Where in the lab can I find "1 metre" or "250 Watts" or "25 degrees Celcius"? Do they have bottles of distance and temperature handy?

But in a symmetrical object like a thin disk or a solid cylinder, the radius of gyration is fixed by the geometry of the object and its mass. Not just by the geometry.
The object's geometry can change without changing the amount of matter, and this might also change the radius of gyration.

Yes. So?

This radius isn't in my head, it's in the object.

Then you should be able to extract it, put it in a bottle and photograph it. Right?

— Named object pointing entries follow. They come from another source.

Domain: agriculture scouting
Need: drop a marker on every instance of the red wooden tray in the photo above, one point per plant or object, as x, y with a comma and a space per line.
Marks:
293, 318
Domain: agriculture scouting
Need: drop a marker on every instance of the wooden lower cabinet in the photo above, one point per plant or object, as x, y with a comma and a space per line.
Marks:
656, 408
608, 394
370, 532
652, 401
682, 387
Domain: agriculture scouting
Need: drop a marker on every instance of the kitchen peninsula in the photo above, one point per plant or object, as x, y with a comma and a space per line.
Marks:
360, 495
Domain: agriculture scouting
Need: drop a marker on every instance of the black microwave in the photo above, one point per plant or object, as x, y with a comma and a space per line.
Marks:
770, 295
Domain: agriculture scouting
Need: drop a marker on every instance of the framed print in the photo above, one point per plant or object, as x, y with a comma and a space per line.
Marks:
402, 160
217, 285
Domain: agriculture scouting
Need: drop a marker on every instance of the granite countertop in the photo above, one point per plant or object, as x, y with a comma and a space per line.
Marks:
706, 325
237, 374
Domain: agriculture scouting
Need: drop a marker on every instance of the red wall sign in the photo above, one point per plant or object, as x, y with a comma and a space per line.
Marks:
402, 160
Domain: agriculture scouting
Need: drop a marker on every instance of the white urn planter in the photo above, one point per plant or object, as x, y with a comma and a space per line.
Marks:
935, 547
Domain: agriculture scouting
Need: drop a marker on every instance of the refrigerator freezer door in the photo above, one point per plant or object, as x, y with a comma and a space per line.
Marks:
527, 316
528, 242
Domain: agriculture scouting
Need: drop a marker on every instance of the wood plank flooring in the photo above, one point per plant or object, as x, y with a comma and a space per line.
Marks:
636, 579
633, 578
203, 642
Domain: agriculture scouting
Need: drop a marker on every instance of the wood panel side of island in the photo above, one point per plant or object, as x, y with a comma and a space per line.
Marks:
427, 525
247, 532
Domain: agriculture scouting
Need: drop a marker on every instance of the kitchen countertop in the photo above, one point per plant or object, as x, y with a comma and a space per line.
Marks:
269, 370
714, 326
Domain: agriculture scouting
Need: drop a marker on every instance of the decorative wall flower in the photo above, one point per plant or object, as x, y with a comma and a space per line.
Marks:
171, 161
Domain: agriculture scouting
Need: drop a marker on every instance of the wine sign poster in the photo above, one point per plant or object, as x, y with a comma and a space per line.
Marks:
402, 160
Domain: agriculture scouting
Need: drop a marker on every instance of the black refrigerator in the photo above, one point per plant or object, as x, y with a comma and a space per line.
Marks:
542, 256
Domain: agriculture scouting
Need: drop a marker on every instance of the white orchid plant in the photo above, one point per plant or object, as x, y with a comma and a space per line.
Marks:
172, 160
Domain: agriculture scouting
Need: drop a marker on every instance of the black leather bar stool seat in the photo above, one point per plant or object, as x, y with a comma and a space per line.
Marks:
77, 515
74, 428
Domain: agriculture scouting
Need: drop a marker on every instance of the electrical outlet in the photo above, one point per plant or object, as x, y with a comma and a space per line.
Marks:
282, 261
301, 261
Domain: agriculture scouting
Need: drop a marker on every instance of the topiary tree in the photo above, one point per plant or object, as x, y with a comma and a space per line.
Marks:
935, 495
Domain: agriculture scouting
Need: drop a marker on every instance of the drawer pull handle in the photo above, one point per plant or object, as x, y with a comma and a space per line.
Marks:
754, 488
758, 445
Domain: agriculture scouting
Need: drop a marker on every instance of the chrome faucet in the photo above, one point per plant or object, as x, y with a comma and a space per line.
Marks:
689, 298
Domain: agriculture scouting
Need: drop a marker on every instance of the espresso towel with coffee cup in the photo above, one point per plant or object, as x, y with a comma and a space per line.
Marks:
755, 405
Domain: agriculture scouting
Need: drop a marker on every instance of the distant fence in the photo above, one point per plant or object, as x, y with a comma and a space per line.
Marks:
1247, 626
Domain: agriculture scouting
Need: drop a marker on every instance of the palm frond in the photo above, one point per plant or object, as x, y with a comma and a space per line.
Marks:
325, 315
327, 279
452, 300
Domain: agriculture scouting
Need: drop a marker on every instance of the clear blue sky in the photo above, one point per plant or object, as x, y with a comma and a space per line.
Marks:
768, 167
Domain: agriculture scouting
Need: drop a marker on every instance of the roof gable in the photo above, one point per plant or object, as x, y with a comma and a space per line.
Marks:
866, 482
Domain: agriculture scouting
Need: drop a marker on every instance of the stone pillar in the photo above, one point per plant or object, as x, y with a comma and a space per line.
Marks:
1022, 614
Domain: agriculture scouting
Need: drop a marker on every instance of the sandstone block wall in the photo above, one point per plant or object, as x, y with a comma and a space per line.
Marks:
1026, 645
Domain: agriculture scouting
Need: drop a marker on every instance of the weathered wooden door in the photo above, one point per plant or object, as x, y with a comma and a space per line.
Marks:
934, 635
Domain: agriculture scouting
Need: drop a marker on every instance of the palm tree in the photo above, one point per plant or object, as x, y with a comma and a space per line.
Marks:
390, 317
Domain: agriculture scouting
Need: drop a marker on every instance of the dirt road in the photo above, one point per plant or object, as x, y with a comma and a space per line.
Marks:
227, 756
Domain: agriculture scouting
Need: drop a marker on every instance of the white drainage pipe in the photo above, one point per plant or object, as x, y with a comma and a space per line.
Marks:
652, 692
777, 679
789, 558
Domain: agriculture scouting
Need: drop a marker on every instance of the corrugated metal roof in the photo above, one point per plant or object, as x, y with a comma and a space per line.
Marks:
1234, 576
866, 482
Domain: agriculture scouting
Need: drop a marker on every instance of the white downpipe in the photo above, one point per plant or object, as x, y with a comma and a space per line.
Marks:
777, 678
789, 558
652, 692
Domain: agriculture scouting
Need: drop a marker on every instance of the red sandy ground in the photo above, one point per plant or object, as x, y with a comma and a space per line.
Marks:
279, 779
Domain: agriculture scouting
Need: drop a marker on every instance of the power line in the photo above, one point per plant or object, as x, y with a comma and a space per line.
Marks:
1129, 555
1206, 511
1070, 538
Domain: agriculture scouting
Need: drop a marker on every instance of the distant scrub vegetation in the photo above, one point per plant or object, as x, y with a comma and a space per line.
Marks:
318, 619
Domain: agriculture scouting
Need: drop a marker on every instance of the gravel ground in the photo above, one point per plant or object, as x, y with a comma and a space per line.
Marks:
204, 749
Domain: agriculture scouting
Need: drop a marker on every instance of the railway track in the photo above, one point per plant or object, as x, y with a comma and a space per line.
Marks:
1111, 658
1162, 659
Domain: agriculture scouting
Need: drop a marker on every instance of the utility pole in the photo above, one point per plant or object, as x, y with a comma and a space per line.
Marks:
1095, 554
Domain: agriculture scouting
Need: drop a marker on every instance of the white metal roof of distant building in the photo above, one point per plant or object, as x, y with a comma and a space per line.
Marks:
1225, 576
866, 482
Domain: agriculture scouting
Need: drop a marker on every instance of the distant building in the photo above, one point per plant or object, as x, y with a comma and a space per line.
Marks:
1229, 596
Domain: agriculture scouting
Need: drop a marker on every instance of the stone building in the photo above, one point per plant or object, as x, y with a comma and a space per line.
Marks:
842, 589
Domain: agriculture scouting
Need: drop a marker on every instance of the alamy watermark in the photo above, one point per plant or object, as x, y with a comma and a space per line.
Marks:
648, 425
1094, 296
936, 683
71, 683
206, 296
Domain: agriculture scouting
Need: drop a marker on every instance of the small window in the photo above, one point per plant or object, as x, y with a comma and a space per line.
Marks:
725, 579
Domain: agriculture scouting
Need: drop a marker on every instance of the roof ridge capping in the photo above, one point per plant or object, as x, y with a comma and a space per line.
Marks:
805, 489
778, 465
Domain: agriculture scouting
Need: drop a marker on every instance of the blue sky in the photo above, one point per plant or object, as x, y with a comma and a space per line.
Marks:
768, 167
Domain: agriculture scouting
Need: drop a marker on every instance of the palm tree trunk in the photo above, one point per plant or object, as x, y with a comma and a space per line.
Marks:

Where can I get a bottle full of radius?

What he actually said was, "In physics today, it's important to understand that nobody knows what energy is".

What rhetorical flourish can you see in what looks like a pretty definitive claim?

That statement is in a lecture of his. Have you ever given a lecture? If you had, perhaps you'd understand where the rhetorical flourish comes into it. I guess there's always the alternative: a dry, boring, fall-asleep lecture where the presenter just drones on in an uninteresting way. Maybe that's how you'd do it. Feynman, on the other hand, was good at it.

Don't tell me about how you know something Feynman said nobody does!

Feynman understood that energy is a number. I told you that before. In fact, I give some credit to him for helping to bring me to that same realisation. You're just slower to catch on, that's all. But you can get there, maybe.